41.   I find the non-binding CRT decision Field et al v. The Owners, Strata Plan 159, 2018 BCCRT 15 is persuasive on this point. In that decision, a CRT vice chair found that except for specific bylaw categories set out in the SPA, such as those related to pets, occupant age, or rental restrictions, there can be no exemptions. The strata is free to change its bylaws by following the requirements in the SPA. However, unless a bylaw itself contains an exemption for certain owners or the SPA exemptions apply, the bylaw becomes effective when filed at the LTO.
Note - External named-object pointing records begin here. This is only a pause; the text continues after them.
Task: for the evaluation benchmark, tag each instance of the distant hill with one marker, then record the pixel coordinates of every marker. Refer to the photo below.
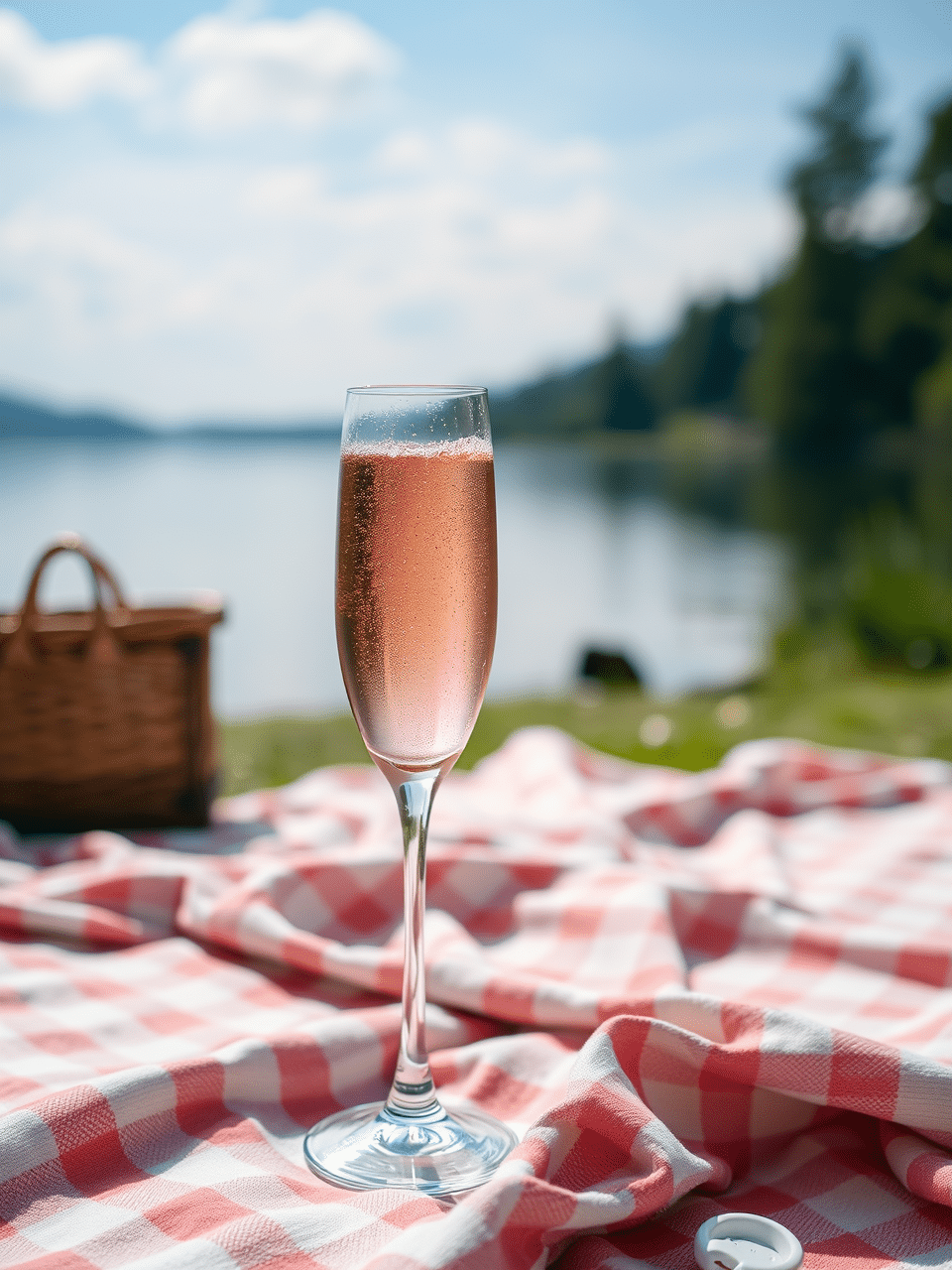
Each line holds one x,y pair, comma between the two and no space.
21,418
611,394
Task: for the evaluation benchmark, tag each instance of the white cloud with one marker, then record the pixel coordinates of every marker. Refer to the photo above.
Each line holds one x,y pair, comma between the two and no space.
184,277
220,73
231,72
70,73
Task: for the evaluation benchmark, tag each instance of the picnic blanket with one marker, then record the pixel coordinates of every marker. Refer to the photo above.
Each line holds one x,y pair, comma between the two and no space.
689,993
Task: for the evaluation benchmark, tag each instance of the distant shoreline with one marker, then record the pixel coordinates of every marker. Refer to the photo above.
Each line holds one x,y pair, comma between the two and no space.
27,421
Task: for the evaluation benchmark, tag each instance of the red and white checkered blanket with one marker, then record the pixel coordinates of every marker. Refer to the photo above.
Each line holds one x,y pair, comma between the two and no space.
690,994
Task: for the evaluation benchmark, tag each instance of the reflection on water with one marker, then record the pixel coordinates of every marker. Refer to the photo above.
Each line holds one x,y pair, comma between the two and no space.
594,549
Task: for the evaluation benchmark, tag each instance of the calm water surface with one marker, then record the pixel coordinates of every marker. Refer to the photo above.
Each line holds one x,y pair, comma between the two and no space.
592,552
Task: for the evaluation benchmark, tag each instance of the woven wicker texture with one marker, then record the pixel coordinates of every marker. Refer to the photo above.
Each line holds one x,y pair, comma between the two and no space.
104,716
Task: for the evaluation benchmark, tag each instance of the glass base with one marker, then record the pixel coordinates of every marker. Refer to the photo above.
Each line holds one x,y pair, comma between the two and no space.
370,1148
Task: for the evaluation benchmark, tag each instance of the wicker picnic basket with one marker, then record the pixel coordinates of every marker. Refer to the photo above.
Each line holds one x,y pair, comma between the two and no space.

42.   As noted, the 2020 bylaws lack the exemptions Mr. Jenson argues for, and neither party argues that any of the SPA exemptions are applicable here. So, I find that the filed 2020 bylaws are effective, and I dismiss Mr. Jenson’s request for exemptions.

CRT Fees and Expenses

43.   Under section 49 of the CRTA, and the CRT rules, the CRT will generally order an unsuccessful party to reimburse a successful party for CRT fees and reasonable dispute-related expenses. I see no reason in this case not to follow that general rule. Mr. Jenson was unsuccessful in this dispute, but the strata paid no CRT fees. Neither party claimed CRT dispute-related expenses. So, I order no reimbursements.

ORDER

44.   I dismiss Mr. Jenson’s claims, and this dispute.